Deputy Education Minister Anapiosyan told EURACTIV on Monday that the notion of a digital services tax for Armenia – an additional levy for tech firms operating online – was “definitely not a priority” for her country.
In addition, members of the Black Sea Economic Cooperation group convened on Monday, in a bid to support the the rollout out of innovative technological solutions in the region. Moldova’s Economy Minister, Vadim Brinzan, said that IT companies are afforded the benefit of “separate tax environments” in his country, while Olga Memedovic, Chief of Business Environment Cluster and Innovation Division at the United Nations Industrial Development Organisation, said that “innovation cycles are becoming shorter” in the region.
Meanwhile, in the EU, commissioners-designate have signalled their commitment to the idea of establishing a digital tax, in a series of written answers to MEPs published recently.
“If no effective agreement can be reached by the end of 2020, the EU should be willing to act alone” on a digital tax, said Margrethe Vestager, the incoming commission’s vice-president, who will be overseeing digital policy in the forthcoming executive.
Vestager has been tasked with the ‘poisoned chalice’ of digital taxation – incoming Commission President Von der Leyen expects the Dane to find a consensus at international level by the end of 2020 or to propose a fair European tax – a challenging task considering that a coalition of member states banded together to block the plans earlier this year, and an agreement in the OECD is unlikely.
It’s not surprising that Vestager has obtained authority in this field – as the signs have been there for many months that she had wanted to impose her political influence on the digital tax plans. In April, she told told France Inter radio that “we are becoming an increasingly digital world and it will be a huge problem if we do not find a way to raise (digital) taxes.”

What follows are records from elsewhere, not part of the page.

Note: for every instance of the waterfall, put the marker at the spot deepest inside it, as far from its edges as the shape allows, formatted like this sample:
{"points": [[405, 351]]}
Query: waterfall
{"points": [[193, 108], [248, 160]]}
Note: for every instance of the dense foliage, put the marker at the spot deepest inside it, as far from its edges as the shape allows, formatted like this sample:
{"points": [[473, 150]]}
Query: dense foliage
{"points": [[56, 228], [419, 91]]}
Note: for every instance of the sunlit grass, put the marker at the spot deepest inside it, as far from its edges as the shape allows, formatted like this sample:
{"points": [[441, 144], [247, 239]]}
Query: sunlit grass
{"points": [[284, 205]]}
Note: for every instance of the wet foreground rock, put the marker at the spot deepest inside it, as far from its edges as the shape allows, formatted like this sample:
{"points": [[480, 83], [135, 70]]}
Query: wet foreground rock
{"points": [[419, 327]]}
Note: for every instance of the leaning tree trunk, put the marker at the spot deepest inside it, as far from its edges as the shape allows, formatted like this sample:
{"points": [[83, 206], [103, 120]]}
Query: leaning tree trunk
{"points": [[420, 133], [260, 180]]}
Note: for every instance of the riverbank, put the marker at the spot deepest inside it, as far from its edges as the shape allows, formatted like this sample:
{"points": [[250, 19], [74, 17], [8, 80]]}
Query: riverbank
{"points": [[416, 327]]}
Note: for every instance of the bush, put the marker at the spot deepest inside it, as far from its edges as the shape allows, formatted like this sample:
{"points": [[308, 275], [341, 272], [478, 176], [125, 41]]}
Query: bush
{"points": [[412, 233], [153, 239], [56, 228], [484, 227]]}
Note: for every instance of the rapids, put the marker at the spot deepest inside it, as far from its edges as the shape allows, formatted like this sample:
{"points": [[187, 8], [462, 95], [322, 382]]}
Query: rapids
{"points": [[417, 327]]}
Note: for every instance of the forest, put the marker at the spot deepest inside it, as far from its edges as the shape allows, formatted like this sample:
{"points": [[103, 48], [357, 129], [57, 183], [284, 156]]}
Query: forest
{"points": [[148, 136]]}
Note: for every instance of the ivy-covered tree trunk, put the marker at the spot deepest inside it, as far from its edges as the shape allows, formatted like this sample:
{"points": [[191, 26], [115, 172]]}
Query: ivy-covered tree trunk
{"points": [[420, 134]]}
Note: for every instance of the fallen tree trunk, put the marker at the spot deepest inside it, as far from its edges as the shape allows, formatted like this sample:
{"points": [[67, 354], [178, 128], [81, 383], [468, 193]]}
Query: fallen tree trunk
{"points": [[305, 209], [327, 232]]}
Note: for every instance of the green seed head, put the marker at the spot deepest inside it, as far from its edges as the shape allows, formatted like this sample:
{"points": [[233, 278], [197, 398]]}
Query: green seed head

In addition, in 2020 the Commission is to present sweeping reforms to age-old eCommerce rules, dubbed the Digital Services Act – a far-reaching and ambitious regulatory framework that seeks to govern the online ecosystem.
Moreover, within the first 100 days of the Commission’s new mandate, staring on November 1, Vestager will also coordinate work on a European approach to artificial intelligence, including its ethical implications.
Amid the EU’s attempt to maintain a grasp on the digital ecosystem, Armenia conversely is seeking to position itself as a liberal marketplace open for business, despite domestic difficulties still plaguing the global reputation of the country – including high unemployment rates and poverty.
For Pashinyan, however, technology may offer the country a solution to its many problems. The long-term objective, he says, is to make “the technological sphere a driving force for our economy.”